In this work, we are focusing on the warm segment of this landscape where HDDs, which have been around for over 40 years, still support the bulk of the storage in the cloud today as they provide the most cost-effective storage medium with acceptable access rates. However, HDD technology is now approaching its physical storage density limits, with single drive capacity likely to top out at around 120 TB^1,2. In addition, HDD access rates measured in IOPS, are fundamentally limited by the mechanics of spinning disk media (as shown by Fig.1b) and have not increased for many years³. The consequence of capacity scaling via increasing the areal density and constant IOPS is that IOPS/TB has been declining. In the Cloud this decline is a challenge because HDDs are no longer able to provide the required access rates for the random read operations that dominate in these applications. The current solution to this problem is to offload the hotter parts of the storage workload to SSDs which offer much greater IOPS/TB but cost approximately 6–9× more per TB of capacity. The demand for an alternative technology that can fit in the warm data space with density and capacity that is competitive with HDD, but better access rates at low cost has become urgent.

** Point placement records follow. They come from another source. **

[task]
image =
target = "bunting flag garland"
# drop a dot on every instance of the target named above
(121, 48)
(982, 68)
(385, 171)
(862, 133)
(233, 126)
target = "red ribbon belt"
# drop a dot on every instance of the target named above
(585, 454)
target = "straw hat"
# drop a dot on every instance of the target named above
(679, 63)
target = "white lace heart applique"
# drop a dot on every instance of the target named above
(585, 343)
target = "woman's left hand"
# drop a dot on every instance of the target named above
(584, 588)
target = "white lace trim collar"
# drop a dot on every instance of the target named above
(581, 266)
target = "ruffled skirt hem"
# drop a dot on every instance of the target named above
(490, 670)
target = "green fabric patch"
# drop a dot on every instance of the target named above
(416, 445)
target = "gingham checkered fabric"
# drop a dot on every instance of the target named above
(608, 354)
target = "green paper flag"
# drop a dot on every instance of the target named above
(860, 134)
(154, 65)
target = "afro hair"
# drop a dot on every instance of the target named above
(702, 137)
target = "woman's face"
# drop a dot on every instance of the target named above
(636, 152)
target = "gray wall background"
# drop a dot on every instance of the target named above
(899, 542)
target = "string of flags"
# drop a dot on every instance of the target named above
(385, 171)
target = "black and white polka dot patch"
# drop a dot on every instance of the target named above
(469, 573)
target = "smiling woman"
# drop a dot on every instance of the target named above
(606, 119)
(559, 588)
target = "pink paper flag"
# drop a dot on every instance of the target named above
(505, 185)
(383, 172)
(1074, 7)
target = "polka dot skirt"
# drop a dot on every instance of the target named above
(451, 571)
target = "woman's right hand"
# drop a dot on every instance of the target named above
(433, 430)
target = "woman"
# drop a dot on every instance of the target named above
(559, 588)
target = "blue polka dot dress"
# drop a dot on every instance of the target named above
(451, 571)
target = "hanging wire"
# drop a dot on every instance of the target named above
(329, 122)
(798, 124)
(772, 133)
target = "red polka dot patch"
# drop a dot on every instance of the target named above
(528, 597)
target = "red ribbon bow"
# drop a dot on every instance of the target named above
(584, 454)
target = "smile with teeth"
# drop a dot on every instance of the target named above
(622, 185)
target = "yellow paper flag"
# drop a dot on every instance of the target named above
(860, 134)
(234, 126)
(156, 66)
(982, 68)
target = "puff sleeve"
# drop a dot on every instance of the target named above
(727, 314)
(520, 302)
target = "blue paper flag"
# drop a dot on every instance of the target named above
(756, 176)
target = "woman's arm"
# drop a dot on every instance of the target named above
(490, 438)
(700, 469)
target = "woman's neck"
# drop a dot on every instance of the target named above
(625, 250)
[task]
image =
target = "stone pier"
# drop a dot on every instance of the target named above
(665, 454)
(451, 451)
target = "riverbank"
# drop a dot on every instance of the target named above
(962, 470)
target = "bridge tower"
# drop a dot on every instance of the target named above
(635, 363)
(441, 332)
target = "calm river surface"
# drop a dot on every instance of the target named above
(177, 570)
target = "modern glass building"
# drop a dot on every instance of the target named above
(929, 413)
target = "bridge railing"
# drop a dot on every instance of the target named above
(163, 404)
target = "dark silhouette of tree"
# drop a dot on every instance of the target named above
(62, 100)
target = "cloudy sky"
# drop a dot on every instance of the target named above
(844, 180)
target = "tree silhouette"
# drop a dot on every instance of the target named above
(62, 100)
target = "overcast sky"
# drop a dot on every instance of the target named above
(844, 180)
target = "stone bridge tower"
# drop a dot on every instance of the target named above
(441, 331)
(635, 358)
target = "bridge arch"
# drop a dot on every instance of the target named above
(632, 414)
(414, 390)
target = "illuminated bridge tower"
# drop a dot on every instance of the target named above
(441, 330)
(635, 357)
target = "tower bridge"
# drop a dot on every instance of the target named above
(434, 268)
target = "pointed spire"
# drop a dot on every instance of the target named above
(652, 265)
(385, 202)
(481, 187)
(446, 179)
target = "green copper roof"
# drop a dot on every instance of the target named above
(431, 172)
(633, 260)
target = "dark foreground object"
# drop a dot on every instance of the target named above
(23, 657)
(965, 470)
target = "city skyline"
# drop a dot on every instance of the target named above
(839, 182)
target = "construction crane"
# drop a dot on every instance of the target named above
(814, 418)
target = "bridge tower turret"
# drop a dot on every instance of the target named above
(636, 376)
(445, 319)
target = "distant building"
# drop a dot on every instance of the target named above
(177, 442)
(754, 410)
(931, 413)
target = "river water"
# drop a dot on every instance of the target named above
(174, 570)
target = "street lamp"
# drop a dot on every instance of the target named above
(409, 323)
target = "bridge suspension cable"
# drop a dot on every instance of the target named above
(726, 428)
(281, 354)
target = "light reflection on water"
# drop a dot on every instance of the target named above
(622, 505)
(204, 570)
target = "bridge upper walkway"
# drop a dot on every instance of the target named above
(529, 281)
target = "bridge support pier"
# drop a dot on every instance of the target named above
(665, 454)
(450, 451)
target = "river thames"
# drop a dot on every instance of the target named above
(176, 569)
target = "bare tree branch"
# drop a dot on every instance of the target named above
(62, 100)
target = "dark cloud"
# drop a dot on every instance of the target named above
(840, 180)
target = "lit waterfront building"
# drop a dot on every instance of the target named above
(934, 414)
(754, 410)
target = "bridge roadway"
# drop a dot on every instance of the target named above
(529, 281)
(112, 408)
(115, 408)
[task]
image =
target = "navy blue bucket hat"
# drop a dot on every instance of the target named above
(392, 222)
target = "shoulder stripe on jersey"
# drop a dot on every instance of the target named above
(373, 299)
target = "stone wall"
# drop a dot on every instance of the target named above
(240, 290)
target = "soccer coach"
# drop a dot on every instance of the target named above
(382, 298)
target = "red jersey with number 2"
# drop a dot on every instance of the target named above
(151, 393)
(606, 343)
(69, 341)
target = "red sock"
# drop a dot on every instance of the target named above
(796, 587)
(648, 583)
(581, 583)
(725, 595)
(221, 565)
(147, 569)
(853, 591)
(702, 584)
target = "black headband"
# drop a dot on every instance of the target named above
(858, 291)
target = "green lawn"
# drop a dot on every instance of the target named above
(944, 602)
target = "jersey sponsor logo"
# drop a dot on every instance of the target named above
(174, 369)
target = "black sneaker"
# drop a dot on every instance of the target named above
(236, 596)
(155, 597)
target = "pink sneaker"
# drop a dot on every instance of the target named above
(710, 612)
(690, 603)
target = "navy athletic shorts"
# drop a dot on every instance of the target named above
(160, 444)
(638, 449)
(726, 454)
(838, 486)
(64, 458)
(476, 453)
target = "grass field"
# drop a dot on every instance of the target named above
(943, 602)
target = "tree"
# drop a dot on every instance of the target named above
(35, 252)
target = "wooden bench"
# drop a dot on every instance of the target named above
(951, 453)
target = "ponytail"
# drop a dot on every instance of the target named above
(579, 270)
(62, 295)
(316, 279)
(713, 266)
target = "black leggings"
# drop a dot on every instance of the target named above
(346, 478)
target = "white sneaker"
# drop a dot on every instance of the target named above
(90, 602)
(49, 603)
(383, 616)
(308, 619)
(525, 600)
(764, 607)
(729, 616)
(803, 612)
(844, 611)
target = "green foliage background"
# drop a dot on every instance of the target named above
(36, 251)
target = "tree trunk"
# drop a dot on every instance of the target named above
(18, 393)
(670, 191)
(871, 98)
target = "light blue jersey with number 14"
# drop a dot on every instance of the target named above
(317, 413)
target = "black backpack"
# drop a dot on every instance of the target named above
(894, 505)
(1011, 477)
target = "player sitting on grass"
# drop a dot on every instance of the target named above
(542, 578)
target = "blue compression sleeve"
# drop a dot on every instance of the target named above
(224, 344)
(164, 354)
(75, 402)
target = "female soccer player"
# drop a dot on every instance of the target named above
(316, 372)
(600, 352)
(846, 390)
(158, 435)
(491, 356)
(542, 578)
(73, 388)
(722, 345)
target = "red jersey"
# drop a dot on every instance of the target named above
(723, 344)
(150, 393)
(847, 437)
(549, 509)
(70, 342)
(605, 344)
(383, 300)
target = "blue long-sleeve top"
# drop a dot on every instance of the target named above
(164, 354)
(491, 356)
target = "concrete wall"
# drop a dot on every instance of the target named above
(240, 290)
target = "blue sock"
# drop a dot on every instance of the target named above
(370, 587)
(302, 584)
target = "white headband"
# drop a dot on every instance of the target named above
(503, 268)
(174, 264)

Holographic data storage (Fig.1c) may be suitable because it leverages the volume of the media when writing and reading pages of bits, instead of just accessing the surface of the storage media. The theoretical density limit of λ⁻³ is promising, and the page-wise storage mechanism seems destined for optimized throughput. The interest in holographic data storage drove intensive research in the 1990s through to the early 2000s. The photorefractive effect and the physical mechanisms are now well understood^4,5. In demonstrations of volatile storage systems, a density up to 1.08% of the theoretical limit⁶ was reported. However, most of the research efforts were ceased twenty years ago, partly because the experimentally achieved capacity was below the expectations set by HDD⁷ while HDD capacity was still growing exponentially at that time. Another reason was seemingly the lack of ideal holographic storage media that is both durable and efficient⁸. Given the saturation in the areal density scaling for HDDs and the associated decline in IOPS TB⁻¹ causing challenges for servicing the access rates of workloads in the cloud era, it is timely to look again at holographic storage media to see if it could provide cost-effective density whilst increasing the IOPS TB⁻¹.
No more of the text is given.